Lineage🔗

Editions

This feature is available to customers on specific editions. Visit Matillion pricing to learn more about each edition.

Lineage provides a clear, visual representation of data flow in Data Productivity Cloud pipelines, giving you insights into pipeline dependencies and relationships, and allowing you to answer questions such as:

What was the data source?
How has the data changed through data transformations?
What is the final destination of the data?

Lineage offers several key benefits, including:

Audit and compliance: Quickly track data back to its source for governance and troubleshooting.
Impact Analysis: Understand how upstream data changes affect downstream processes. For more information, read Filtering data lineage.
Faster Debugging: Identify issues at the source when data isn't behaving as expected.

Lineage is available for both orchestration and transformation pipelines, giving you a comprehensive view of where your data originates. Currently, only select connectors are supported. Additional connectors will be added in future releases. For more information, read Supported data sources.

Video example🔗

Expand this box to watch our video about data lineage.

Video

Accessing data lineage🔗

Lineage is collected for each dataset used in your pipelines. To access lineage:

Log in to the Data Productivity Cloud.
In the left navigation, click the Activity icon . Then, select Lineage from the menu.

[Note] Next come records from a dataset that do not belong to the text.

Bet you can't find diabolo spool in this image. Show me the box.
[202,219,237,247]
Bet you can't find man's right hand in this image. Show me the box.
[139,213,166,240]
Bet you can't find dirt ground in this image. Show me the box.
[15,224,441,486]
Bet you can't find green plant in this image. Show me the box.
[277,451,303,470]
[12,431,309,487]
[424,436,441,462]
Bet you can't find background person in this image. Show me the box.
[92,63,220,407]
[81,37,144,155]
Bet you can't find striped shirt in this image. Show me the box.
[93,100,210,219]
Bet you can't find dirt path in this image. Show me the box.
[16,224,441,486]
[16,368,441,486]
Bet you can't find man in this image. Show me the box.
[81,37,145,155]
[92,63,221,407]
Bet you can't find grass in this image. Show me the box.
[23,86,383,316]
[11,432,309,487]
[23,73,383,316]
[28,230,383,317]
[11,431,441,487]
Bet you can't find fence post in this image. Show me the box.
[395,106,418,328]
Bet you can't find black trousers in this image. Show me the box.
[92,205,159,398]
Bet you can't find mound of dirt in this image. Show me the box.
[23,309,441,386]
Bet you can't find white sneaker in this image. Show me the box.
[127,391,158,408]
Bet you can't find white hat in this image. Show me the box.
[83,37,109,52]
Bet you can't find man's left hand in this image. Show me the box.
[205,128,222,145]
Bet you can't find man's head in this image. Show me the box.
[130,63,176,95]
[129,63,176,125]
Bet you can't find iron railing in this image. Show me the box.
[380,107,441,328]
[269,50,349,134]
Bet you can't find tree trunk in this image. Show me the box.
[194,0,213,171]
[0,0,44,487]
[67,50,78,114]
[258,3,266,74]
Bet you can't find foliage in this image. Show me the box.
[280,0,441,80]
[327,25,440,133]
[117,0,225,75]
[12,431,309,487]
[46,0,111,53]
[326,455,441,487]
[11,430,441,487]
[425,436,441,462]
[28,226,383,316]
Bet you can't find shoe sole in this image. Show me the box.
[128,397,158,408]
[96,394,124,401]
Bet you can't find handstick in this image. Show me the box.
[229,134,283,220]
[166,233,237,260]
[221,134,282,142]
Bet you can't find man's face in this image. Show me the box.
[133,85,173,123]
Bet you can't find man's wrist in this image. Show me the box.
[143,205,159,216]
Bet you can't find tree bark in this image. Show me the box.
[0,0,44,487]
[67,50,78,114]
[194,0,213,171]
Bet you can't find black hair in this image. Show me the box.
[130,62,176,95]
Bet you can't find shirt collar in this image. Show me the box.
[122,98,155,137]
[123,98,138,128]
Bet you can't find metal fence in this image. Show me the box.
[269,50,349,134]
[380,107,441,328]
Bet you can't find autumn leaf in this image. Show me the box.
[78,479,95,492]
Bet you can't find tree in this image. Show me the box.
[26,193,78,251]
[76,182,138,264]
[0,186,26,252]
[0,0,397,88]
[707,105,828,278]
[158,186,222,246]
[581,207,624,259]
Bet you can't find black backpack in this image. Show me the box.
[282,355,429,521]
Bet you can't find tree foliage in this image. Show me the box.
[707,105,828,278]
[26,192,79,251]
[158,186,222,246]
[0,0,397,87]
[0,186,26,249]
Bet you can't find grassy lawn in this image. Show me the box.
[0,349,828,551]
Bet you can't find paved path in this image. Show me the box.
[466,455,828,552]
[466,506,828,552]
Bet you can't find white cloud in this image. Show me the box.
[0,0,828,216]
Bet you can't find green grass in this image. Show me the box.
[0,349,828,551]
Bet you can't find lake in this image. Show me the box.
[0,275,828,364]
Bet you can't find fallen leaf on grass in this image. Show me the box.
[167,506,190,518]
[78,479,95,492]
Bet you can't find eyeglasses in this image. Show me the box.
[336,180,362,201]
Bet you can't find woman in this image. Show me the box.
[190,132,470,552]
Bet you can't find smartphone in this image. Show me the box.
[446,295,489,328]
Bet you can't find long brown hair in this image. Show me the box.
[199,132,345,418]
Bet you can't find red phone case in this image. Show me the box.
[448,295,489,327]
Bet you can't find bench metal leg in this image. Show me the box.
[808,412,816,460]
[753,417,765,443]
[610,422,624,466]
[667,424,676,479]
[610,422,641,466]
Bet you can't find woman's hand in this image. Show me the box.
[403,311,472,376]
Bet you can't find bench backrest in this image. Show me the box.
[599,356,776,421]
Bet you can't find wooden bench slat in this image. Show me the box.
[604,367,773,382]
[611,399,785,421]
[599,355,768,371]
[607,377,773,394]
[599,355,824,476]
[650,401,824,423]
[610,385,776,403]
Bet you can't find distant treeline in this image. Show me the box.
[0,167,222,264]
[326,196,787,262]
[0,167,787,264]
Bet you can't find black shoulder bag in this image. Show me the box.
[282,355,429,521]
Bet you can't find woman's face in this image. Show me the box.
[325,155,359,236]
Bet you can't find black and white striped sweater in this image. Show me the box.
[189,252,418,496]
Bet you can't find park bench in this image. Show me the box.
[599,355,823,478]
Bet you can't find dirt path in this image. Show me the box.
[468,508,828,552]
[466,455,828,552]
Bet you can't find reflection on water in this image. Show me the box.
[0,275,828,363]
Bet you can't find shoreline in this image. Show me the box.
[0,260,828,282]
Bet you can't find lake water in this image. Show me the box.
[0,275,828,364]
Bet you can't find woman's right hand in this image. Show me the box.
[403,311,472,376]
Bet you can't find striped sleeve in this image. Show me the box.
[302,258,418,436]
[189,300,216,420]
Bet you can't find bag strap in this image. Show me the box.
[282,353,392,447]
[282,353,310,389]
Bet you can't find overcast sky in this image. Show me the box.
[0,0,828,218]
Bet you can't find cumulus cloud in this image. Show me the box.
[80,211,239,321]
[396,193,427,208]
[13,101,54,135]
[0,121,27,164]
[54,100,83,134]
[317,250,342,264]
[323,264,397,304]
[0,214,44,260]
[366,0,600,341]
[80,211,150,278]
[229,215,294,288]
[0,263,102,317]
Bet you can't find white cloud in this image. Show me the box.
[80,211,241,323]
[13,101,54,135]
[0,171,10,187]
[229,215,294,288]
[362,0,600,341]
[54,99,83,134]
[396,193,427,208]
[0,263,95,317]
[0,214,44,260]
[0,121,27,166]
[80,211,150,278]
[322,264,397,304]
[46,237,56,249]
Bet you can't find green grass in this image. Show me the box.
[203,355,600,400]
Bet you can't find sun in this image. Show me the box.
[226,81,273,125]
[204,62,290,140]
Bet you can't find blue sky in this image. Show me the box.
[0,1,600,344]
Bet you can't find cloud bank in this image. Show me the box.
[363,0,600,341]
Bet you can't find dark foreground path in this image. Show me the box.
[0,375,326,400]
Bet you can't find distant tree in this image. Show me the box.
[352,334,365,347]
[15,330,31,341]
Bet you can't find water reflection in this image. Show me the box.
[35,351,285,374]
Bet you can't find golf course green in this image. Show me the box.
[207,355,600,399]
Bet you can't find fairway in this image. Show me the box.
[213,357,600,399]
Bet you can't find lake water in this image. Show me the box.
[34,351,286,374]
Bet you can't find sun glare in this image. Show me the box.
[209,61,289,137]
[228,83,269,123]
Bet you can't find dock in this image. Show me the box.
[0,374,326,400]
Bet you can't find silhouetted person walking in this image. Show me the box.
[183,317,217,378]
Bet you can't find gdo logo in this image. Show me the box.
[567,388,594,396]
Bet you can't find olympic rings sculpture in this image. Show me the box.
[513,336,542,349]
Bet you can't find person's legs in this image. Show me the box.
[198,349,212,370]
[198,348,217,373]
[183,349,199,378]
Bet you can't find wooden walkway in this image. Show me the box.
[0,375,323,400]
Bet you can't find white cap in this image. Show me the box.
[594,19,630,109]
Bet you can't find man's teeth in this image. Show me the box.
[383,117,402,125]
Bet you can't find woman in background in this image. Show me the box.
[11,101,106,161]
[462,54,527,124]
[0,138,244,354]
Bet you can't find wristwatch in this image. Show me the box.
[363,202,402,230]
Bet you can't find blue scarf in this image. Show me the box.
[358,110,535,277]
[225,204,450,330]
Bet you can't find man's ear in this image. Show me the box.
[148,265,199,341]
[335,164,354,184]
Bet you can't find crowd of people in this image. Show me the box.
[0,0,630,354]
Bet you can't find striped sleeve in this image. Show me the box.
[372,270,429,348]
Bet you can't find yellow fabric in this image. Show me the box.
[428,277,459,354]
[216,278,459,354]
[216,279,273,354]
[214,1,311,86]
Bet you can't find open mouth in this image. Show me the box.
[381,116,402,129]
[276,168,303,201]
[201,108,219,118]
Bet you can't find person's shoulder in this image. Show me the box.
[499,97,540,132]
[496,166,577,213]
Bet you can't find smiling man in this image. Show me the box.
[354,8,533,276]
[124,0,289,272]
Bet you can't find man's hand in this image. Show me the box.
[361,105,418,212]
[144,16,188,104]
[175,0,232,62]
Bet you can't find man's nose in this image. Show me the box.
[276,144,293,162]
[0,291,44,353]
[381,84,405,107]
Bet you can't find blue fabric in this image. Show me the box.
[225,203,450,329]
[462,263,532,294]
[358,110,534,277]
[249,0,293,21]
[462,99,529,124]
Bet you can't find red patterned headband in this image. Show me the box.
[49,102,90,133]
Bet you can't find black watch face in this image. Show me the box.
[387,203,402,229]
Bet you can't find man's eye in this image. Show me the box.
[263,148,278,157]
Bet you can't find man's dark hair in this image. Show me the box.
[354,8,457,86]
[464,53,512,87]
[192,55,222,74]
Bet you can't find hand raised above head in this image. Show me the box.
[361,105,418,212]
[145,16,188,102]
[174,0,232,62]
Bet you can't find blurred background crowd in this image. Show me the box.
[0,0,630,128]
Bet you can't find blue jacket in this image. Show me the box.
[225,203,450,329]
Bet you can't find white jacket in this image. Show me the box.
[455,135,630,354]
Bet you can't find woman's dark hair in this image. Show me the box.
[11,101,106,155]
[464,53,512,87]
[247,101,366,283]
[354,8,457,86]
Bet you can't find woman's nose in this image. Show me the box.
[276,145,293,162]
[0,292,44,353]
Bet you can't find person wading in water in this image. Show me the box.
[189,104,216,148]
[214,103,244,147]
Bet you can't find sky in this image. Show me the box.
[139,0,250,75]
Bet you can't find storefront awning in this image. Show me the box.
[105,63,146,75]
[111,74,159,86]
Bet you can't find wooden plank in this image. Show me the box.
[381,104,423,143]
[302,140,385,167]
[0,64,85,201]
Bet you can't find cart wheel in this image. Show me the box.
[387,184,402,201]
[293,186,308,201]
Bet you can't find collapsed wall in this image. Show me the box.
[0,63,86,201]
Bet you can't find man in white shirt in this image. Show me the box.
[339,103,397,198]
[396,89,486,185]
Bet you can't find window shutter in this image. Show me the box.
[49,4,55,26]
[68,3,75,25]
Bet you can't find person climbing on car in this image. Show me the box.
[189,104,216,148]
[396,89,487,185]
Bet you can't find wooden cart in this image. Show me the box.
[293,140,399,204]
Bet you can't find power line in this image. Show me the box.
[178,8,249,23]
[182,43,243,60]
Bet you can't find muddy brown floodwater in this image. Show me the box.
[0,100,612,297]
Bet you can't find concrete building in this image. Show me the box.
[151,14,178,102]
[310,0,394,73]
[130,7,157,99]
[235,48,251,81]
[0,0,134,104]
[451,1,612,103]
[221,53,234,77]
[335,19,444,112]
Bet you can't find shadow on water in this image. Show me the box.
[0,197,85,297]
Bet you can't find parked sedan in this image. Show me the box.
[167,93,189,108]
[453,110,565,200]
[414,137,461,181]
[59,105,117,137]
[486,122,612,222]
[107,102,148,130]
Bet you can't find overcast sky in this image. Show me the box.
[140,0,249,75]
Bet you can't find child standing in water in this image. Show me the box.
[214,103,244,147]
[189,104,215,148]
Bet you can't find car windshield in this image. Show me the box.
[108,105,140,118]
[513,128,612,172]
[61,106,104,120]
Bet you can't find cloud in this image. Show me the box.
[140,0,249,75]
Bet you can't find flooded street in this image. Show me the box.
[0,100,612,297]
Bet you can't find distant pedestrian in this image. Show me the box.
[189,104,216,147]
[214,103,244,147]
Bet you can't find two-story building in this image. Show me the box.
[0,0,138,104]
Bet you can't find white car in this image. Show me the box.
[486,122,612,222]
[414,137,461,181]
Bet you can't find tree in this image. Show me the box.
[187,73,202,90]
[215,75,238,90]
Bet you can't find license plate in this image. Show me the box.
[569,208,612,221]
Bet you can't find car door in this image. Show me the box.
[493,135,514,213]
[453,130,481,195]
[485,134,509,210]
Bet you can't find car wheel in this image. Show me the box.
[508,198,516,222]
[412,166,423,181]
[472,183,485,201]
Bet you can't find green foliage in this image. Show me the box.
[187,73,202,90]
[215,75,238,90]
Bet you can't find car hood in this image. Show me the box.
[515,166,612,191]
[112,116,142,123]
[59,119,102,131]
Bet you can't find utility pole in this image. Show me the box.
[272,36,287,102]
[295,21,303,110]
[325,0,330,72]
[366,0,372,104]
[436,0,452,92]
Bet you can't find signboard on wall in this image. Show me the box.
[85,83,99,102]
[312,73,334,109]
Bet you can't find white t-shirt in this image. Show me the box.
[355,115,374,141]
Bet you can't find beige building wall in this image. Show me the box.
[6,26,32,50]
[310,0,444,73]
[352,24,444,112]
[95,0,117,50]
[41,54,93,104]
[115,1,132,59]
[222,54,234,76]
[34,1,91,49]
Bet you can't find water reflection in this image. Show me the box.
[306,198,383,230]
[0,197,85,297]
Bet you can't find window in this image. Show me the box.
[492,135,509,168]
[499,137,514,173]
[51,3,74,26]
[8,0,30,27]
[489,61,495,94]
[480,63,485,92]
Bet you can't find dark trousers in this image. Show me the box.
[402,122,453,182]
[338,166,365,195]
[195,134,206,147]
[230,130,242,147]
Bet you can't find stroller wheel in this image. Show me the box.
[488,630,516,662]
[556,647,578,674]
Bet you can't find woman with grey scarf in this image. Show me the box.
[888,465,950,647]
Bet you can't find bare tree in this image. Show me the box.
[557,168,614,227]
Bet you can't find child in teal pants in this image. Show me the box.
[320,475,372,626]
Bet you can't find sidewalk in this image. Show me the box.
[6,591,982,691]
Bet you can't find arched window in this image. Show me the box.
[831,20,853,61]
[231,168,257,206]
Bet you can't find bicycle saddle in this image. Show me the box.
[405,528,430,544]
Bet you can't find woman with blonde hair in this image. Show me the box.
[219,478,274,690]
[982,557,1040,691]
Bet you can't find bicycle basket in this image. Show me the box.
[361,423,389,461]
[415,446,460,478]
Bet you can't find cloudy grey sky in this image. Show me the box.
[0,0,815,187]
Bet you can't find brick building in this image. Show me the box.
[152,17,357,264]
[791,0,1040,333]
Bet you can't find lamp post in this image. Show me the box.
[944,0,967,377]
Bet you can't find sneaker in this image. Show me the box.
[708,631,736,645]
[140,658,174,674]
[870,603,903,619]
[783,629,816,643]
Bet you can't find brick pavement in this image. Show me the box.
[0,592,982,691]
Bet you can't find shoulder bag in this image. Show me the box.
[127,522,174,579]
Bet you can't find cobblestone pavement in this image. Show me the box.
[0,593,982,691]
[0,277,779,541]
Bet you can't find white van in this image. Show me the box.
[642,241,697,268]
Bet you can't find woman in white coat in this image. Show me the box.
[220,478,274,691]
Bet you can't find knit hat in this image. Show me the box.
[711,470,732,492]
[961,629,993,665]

Lineage shows each table in your project. Listed are table names, the cloud data warehouse infrastructure (for example, Snowflake), and the cloud data warehouse location of each table.

Click a dataset's Table name to drill down to see a lineage graph for that dataset.

Note

If you have previously used this feature, a list of tables will be displayed. Choose one to see lineage information.
The Lineage viewer isn't a full schema view of your cloud data warehouse; it shows only those datasets that you have used in running pipelines.

Supported data sources🔗

Lineage is available for all orchestration and transformation pipelines. The following connectors are supported as data sources:

We are continuously working to expand our data lineage capabilities. We plan to add support for all other connectors and data sources over time, ensuring you have a complete and accurate view of your entire data ecosystem.

Using lineage🔗

The lineage for a dataset is visually represented on a canvas in a diagram called a lineage graph. This graph depicts the various states the data undergoes as it moves through a transformation pipeline. The following example illustrates what you can expect to see in a transformation pipeline:

In this example, we can see that four datasets have been combined through a transformation pipeline (denoted by the T icon) to produce a target dataset. Each dataset is represented by a separate box on the canvas, and the data flow is left to right, following the direction of the arrows. The lineage graph may contain multiple datasets and multiple transformations that act on those datasets.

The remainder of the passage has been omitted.